Welcome back
from the SCFA Executive Board  
  

September 23, 2015 

This letter is being distributed to members of the SCFA.

Dear SCFA Member,
 
As the 2015-16 academic year begins, we would like to welcome you back to campus and encourage you to become active in the Santa Cruz Faculty Association (and perhaps even become a Board Member!).
 
As you know, the SCFA is a dues-supported membership organization, made up of members of the UCSC Academic Senate. SCFA is the only actual bargaining unit for a senate faculty in the UC system, and as such the administration is required to "meet and confer" with the SCFA on local issues. The administration is also required to "consult" with the SCFA on matters of systemwide significance. The Senate is a necessary part of shared governance of UCSC, but its power and authority are limited when it comes to matters of faculty welfare. SCFA is legally empowered to provide a voice to faculty outside the regular channels of the Academic Senate and administration. We are able to bring to the faculty's attention issues of concern that might not be publicized until after many decisions have already been made. SCFA actively advocates for the collective interests of UC Santa Cruz faculty and UC as a whole.
 
Over the last fifteen years, SCFA has advocated on behalf of faculty regarding outside employment, arbitrary denials of merit increases, health coverage, childcare, and rules for benefits for surviving partners and children of faculty.
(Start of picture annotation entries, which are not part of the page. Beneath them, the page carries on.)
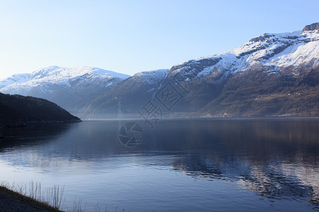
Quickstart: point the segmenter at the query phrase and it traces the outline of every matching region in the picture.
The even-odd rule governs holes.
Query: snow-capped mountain
[[[0,92],[47,98],[80,118],[117,116],[121,100],[123,112],[138,117],[150,100],[156,108],[163,106],[155,97],[167,83],[179,93],[178,102],[166,111],[171,115],[318,116],[319,23],[266,33],[233,50],[169,70],[129,77],[96,68],[52,66],[0,82]]]
[[[117,96],[128,113],[138,116],[150,100],[165,112],[154,97],[169,83],[181,96],[166,111],[171,115],[319,115],[319,24],[266,33],[233,50],[175,65],[164,78],[153,76],[139,73],[114,85],[89,102],[91,111],[108,113]],[[181,89],[183,83],[187,90]]]
[[[45,98],[77,114],[87,101],[130,76],[93,67],[50,66],[0,82],[0,92]]]
[[[36,90],[45,93],[57,92],[57,86],[69,87],[86,86],[94,84],[106,88],[130,76],[99,68],[61,68],[50,66],[38,69],[32,73],[16,74],[0,82],[0,92],[9,94],[29,95]]]
[[[308,30],[308,29],[313,29]],[[220,74],[235,73],[253,65],[268,66],[272,73],[299,66],[319,64],[319,28],[306,27],[302,31],[269,34],[252,38],[233,50],[192,59],[174,66],[171,74],[185,78],[205,77],[210,80]],[[294,70],[291,73],[298,75]],[[300,71],[300,70],[299,70]]]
During the past two years, the SCFA was involved with bargaining over a contract between UCSC and Coursera, one of the large purveyors of online MOOCs. These negotiations were successfully concluded this past spring, with two contracts that protect the rights of online course creators. (If you would like to see the contracts, please let us know).
 
SCFA is also a member of the Council of UC Faculty Associations (CUCFA), a particularly important systemwide organization. Through CUCFA, we speak directly to the Governor, legislators, the UC Regents and the media. Among CUCFA's many accomplishments has been successful co-sponsorship of legislation passed around 2000, which specifies that individual professors, and not UC, own intellectual property rights to their lectures, currently especially relevant to "online learning." Both SCFA and CUCFA have become major conduits of information about UC finances, student debt, and privatization of the UCs. When UCOP introduced new systemwide limitations on our health-care options, leaving UCSC faculty and staff with limited or no access to Palo Alto Medical Foundation, the SCFA was active in protesting and lobbying against the change.
 
We are all concerned about healthcare, pensions, shared governance and other issues being discussed at UCSC and across the UC system . There may be both local and systemwide matters that are of concern to you and which we should address. But we can't do this if we don't know about your concerns.
 
We hope that, if you are not already actively involved with SCFA, you will consider doing so. A strong SCFA benefits the entire UC faculty and system. Make your voice heard.